Umm- had to add- please do not beat the child. What would that solve. I am very alarmed that you would even post that. I understand that you are at your wits end- but beating the child is NOT an option.
Em


----------



## Yummymummy74

Quote:


Originally Posted by *Olive*
Hugger, I have no doubt that attention is wanted from this child, but what she needs is positive attention from her parents and from someone who can help her get through whatever is bothering her. EVERY NIGHT FOR TWO WEEKS. Don't you find that to be extreme for it to just start all of a sudden?


So what are you saying Olive??

Sorry have to say ..I have a daughter of similar age who mysteriously gets stomach pains at night...

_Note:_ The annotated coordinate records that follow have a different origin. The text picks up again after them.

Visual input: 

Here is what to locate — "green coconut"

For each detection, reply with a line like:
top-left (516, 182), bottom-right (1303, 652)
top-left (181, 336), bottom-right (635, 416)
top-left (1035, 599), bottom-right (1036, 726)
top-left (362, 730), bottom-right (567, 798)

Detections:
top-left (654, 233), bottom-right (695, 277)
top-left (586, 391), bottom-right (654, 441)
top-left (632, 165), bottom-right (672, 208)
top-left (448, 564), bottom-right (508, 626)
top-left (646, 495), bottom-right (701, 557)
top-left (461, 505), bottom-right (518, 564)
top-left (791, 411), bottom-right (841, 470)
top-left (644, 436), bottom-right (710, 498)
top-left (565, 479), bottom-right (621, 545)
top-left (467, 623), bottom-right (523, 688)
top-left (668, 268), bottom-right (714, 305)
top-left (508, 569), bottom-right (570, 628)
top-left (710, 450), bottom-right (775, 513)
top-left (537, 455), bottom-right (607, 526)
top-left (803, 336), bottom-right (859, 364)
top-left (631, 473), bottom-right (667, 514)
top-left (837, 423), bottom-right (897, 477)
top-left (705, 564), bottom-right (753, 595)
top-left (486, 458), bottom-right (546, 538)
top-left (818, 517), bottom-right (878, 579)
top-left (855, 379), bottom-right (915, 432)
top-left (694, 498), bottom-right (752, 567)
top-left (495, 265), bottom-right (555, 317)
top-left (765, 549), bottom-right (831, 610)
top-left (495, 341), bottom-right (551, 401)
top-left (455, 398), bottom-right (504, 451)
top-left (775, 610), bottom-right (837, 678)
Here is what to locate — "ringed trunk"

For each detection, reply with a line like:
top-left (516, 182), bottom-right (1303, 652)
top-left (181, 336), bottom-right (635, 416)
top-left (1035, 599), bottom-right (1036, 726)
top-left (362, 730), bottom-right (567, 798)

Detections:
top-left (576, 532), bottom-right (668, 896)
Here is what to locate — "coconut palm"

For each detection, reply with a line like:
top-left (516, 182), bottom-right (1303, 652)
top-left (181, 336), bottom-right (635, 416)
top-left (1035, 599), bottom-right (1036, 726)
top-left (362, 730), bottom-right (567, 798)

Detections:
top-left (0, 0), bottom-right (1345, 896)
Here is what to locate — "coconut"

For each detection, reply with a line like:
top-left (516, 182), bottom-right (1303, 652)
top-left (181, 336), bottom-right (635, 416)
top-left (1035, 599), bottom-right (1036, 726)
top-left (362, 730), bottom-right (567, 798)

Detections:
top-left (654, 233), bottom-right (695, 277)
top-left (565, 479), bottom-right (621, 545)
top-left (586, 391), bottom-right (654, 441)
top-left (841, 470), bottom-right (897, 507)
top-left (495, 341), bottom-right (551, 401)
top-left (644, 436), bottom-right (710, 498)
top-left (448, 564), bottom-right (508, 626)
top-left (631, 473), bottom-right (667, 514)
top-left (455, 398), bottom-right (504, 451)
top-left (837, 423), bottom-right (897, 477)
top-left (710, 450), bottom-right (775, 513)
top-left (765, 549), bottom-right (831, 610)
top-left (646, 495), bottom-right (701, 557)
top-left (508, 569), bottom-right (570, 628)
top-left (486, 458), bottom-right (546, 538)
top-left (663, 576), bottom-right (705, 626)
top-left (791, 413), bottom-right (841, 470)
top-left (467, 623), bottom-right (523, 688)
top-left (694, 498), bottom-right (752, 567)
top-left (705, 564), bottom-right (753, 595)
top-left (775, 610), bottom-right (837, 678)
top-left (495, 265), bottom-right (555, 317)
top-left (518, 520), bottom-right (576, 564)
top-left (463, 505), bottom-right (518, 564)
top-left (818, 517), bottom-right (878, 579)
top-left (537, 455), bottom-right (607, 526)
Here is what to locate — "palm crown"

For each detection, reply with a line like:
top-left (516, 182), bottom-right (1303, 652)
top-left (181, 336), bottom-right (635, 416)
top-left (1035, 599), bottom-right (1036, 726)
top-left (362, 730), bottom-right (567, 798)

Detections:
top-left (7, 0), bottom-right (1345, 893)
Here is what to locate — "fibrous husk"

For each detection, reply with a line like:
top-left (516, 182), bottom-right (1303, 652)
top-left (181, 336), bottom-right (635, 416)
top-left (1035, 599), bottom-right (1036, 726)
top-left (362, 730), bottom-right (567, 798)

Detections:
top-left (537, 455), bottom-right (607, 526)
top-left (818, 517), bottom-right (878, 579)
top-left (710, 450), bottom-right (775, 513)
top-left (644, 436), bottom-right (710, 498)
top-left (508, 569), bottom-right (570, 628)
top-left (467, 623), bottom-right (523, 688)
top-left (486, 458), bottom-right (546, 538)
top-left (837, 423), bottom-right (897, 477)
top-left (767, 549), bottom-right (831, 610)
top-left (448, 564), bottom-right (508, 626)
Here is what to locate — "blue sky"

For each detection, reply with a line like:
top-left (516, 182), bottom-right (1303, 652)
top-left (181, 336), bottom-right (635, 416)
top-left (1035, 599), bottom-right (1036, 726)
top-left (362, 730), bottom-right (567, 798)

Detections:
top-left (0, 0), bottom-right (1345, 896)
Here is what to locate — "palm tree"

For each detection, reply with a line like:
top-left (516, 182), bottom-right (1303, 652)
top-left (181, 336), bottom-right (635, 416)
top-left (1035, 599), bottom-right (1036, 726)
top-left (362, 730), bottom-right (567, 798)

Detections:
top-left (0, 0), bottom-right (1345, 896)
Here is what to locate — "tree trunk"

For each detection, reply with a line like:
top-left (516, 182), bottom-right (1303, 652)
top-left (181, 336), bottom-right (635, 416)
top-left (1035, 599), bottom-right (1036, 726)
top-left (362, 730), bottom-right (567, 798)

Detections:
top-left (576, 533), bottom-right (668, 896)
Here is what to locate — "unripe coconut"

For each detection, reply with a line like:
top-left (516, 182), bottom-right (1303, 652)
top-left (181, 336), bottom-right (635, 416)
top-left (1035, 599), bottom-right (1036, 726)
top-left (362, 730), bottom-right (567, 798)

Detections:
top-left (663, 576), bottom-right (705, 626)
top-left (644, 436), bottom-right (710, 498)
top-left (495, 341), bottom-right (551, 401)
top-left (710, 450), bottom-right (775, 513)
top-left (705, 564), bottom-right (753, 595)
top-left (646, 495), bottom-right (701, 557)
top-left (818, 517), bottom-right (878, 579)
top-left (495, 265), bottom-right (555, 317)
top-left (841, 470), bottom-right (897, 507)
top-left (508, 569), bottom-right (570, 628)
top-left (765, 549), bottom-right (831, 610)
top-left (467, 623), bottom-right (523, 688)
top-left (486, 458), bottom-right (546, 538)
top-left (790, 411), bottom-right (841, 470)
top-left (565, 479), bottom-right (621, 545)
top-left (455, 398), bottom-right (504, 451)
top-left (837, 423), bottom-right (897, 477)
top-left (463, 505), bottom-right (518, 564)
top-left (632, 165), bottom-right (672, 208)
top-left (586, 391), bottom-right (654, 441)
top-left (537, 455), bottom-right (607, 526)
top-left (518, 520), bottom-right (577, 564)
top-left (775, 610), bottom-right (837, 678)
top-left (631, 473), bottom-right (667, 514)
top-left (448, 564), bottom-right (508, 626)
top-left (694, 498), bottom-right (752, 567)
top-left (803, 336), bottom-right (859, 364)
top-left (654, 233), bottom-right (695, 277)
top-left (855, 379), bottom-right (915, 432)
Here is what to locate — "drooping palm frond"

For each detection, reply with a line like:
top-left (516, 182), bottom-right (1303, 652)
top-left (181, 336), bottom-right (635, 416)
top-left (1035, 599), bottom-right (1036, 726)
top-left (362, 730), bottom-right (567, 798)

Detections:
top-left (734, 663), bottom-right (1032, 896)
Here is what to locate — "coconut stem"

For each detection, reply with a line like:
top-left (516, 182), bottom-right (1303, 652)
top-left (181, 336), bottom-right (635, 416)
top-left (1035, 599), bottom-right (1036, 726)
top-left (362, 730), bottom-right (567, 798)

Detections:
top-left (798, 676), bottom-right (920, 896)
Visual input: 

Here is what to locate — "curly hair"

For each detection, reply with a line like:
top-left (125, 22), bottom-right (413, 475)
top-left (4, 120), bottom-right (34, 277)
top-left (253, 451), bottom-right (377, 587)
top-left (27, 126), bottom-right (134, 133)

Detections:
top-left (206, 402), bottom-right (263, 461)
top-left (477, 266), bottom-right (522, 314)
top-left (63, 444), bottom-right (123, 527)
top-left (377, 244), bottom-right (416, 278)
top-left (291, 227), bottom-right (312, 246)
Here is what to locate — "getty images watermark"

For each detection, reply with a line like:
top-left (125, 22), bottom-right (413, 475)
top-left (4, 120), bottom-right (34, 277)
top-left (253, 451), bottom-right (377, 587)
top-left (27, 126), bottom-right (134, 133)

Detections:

This started a few years back..sometimes she goes a long time with no issues but if shes not going to bed when she wants to (very late) and is being told to go to bed at a certain time she can be VERY disruptive and I have heard all kinds of clever excuses from her.

I think counselling is REALLY jumping the gun..and a doc is not going to help for the *scared* thing.

Of course all kids are different, but some 9 and 10 year olds can be VERY melodramatic.

How old are your kids Olive?? Do you have a preteen? and would you want someone to imply you were a *bad mother* for being exhusted and sleep deprived for two weeks?? sounds like the original poster is a concerned caring mama who is trying hard to find out whats up.

Maybe you could sound a bit less judgemental.


----------



## kaykayken

I was think abuse also








you should really support your dd when in need of help.


----------



## Whodatbe

Have you considered maybe talking to the child in a calm rational manner? Do you honestly think yelling at her to "shut up and go to sleep" is making her feel any better? She is probably needing reassurance and you yelling at her is only belittling her fears. You need to face them head on with her and be there for her.

I can understand sleep deprivation..I'm there myself but what did you expect? You have several children who need tending to and sounds like you're spread thin. Either get some help with the kids so you can catch up on sleep or take your daughter to a doctor so you all can figure out what is making her be so scared.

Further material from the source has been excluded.